The transplanted eelgrass beds are now home to seahorses, scallops and other species.
The project is in its early, experimental stages, and much more eelgrass will be necessary before it could be harvested and used in cooking. Still, Martin is optimistic, and he credits the Comcaac for inspiring what could be a sustainable, climate-friendly future food source.
“We haven’t discovered anything,” he said. “They have been our inspiration.”
Pass it on
Back in Punta Chueca, xnois was honored as part of an annual festival in the small coastal town on May 5.
The women and girls who’d spent weeks collecting and processing the eelgrass took to the stage, carrying baskets full of seeds, as a community member recounted the plant's origin story.

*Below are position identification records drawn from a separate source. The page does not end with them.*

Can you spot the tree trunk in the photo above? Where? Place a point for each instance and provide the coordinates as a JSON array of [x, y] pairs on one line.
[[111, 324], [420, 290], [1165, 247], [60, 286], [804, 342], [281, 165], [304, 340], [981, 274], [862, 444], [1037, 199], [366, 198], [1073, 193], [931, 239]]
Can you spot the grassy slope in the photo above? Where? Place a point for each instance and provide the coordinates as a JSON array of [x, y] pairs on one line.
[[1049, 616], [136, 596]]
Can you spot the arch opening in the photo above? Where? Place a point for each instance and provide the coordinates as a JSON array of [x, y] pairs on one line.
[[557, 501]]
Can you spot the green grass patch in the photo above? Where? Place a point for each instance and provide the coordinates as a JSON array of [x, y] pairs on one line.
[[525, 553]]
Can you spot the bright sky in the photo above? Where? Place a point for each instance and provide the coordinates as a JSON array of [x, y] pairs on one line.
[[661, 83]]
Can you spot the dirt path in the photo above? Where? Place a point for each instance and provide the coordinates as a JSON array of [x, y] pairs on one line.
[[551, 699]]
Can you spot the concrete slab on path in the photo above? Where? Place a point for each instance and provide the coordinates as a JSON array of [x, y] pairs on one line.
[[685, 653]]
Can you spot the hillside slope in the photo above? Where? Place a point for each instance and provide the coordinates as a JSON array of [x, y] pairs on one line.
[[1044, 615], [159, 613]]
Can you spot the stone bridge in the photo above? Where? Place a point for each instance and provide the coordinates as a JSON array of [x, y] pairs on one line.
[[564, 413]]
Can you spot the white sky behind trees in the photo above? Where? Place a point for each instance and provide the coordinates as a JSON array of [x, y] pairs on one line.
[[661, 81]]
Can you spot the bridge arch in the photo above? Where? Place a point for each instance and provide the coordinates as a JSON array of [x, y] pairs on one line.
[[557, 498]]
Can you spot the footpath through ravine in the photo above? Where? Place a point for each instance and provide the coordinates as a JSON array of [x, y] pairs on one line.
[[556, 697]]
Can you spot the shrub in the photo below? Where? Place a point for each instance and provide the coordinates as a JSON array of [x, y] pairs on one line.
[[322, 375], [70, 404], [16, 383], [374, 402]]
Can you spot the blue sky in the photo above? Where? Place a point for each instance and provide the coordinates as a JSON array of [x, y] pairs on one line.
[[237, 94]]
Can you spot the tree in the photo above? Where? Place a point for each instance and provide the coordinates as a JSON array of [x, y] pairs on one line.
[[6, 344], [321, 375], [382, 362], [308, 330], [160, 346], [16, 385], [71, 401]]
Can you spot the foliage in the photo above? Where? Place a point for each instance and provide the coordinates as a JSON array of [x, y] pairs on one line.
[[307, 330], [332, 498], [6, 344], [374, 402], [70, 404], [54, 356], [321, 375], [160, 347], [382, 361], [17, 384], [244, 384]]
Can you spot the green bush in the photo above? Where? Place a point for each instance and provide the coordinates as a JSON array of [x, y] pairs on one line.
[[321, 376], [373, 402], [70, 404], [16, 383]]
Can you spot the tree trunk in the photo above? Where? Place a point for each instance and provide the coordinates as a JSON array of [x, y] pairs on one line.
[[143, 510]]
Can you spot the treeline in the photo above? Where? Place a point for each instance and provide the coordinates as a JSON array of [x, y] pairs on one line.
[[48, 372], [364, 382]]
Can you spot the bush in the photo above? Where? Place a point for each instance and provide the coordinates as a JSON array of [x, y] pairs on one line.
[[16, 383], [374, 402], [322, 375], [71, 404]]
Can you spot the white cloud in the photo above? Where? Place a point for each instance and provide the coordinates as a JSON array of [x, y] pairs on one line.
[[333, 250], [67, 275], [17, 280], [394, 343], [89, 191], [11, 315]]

“Eelgrass is the primary seagrass for our people, because the Spirit gave us permission to collect it and to care for it so that it would grow here in this channel,” said Rene Montano.
Hundreds of years ago, he said, a being arrived on their shores in a strange boat, scattered eelgrass seeds throughout the channel and taught them the proper way to harvest and eat them.
That tradition has been passed down for generations. And Molina, who learned to cook xnois from her mother, said that she is are now committed to pass that knowledge on to the others.
“At first, I was really nervous to try to make the things my mother taught me,” she said. “But now I’m very happy, because I’m going to continue to teach our children, and adults, how to prepare this seed.”
That, she said, is how they keep their culture alive.